On the other hand, Calumet put itself in a bind, both financially and through its payout policy that made it extremely difficult to meet its financial obligations. Between 2011 and 2014, the company made $1.27 billion in acquisitions that led to a blowout on the balance sheet. As of the most recent quarter, the company's net debt to EBITDA ratio was 5.8, which is quite high for both a refiner and a master limited partnership. What makes this figure even more troubling is that 2015 was one of the best times in recent history to be in the refining business. Cheap crude oil meant cheap feedstock supplies. Yet even with a favorable operating environment, Calumet's balance sheet looked notably bloated.

Image source: Calumet Specialty Products investor presentation.

On top of this sizable debt load was the overly generous distribution payment, which was far from sustainable. In all of 2013, the company's distributable cash flow covered only 10% of the company's payout level, and it was only able to cover its entire payment in 2015 thanks to the favorable refining environment. If the market were to deteriorate at all, that payment would have been unsustainable.

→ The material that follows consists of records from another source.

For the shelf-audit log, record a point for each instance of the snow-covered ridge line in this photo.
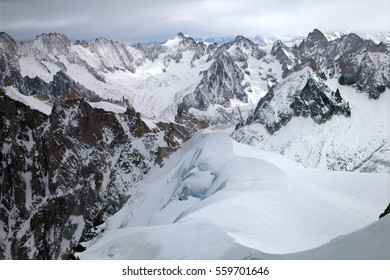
(31, 101)
(228, 196)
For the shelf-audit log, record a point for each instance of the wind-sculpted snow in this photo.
(216, 198)
(65, 168)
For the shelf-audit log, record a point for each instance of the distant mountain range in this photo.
(83, 123)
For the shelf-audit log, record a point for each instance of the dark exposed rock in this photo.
(64, 174)
(387, 211)
(220, 83)
(303, 95)
(62, 85)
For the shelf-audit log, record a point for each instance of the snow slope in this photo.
(215, 198)
(30, 101)
(360, 142)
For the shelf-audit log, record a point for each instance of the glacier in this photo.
(254, 204)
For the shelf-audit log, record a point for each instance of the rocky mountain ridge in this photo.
(65, 171)
(63, 174)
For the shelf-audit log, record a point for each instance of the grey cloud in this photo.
(157, 20)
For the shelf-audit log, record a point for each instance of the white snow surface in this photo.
(358, 143)
(107, 106)
(31, 101)
(215, 198)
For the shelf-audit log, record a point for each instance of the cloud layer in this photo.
(134, 21)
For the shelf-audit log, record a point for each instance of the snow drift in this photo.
(215, 198)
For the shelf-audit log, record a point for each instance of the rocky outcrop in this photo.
(63, 174)
(222, 82)
(387, 211)
(301, 94)
(357, 62)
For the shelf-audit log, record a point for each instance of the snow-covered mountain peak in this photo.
(301, 94)
(235, 196)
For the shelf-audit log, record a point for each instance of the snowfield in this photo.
(218, 199)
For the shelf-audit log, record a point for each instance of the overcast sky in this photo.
(146, 20)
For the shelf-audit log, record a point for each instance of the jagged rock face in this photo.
(63, 85)
(241, 48)
(63, 174)
(287, 57)
(356, 61)
(387, 211)
(44, 48)
(220, 83)
(115, 56)
(303, 94)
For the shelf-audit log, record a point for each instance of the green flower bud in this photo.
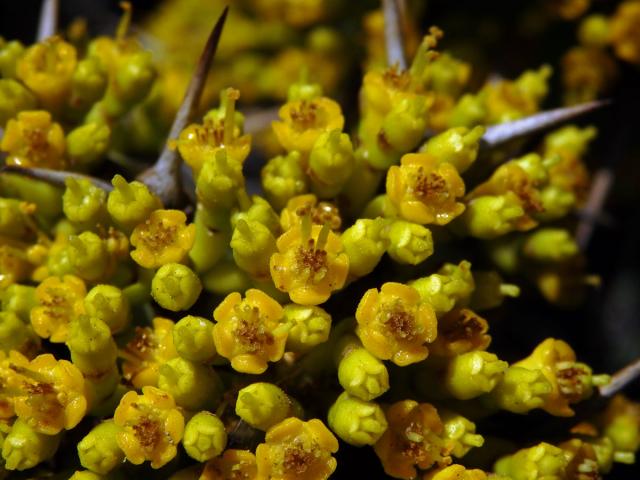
(47, 198)
(87, 257)
(473, 373)
(308, 326)
(331, 163)
(262, 212)
(365, 244)
(450, 287)
(87, 144)
(109, 304)
(10, 53)
(459, 434)
(263, 405)
(204, 436)
(192, 385)
(409, 242)
(219, 181)
(543, 461)
(225, 278)
(14, 98)
(15, 334)
(92, 347)
(211, 240)
(556, 203)
(570, 140)
(362, 375)
(405, 124)
(130, 203)
(25, 448)
(550, 245)
(131, 83)
(175, 287)
(490, 216)
(490, 291)
(19, 299)
(15, 219)
(253, 244)
(98, 451)
(83, 202)
(468, 112)
(457, 146)
(88, 85)
(193, 339)
(520, 390)
(356, 421)
(283, 178)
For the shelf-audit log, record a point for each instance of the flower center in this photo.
(305, 116)
(430, 187)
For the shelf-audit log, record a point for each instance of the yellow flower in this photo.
(570, 381)
(297, 450)
(308, 205)
(302, 122)
(394, 324)
(455, 472)
(413, 439)
(310, 264)
(248, 331)
(51, 393)
(625, 34)
(58, 299)
(151, 426)
(460, 331)
(424, 190)
(232, 465)
(219, 131)
(150, 348)
(163, 238)
(34, 140)
(47, 69)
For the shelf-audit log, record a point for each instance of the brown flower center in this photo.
(430, 187)
(305, 116)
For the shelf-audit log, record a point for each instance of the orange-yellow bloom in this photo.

These factors are the reason the company's board decided to suspend the distribution on April 15. The strategic rationale was that the company needed to use the cash to get through what it called a volatile operating environment and a need for more liquidity, but the truth is that the company had painted itself into a corner with large debt obligations and a payout it didn't have the cash-generating ability to support without immense help from oil and gas prices.

... and still pretty risky today. At the same time the distribution was announced, the company said it was adding another $400 million in debt. This move will put long-term debt at $2 billion, which is greater than the value of all the company's tangible assets. Not a great position to be in. Also, that $400 million in new notes carries an 11% interest rate. Raising debt at these kinds of interest rates is going to make it difficult to pay everything back, and it's going to make those credit metrics look even more troubling for some time.

By suspending the distribution, Calumet is going to be able to free up about $200 million annually in cash obligations that can be put to use in other parts of the business. That will help, but it may not be the panacea the company needs. Ultimately, the company needs to improve its cost structure such that it can generate greater returns from its facilities and use it to clear some of this debt from the books before it can start to give money back to shareholders.

What a Fool believesCEO Timothy Go has been at the helm for only a few months, but he has at least so far shown that he has a vision to improve the company's profitability and is willing to take drastic steps like suspending the distribution to clean up the balance sheet. But Calumet is going to need to execute on that plan and drastically improve its standing with creditors before it becomes a stock without massive risk. From an investor's standpoint, Calumet's stock has dropped about 80% over the past five years and looks much cheaper than it did before, but that doesn't mean risk at the company has been significantly reduced. Until we start to see better operational performance and a stronger financial standing, this one still has "stay" away written all over it.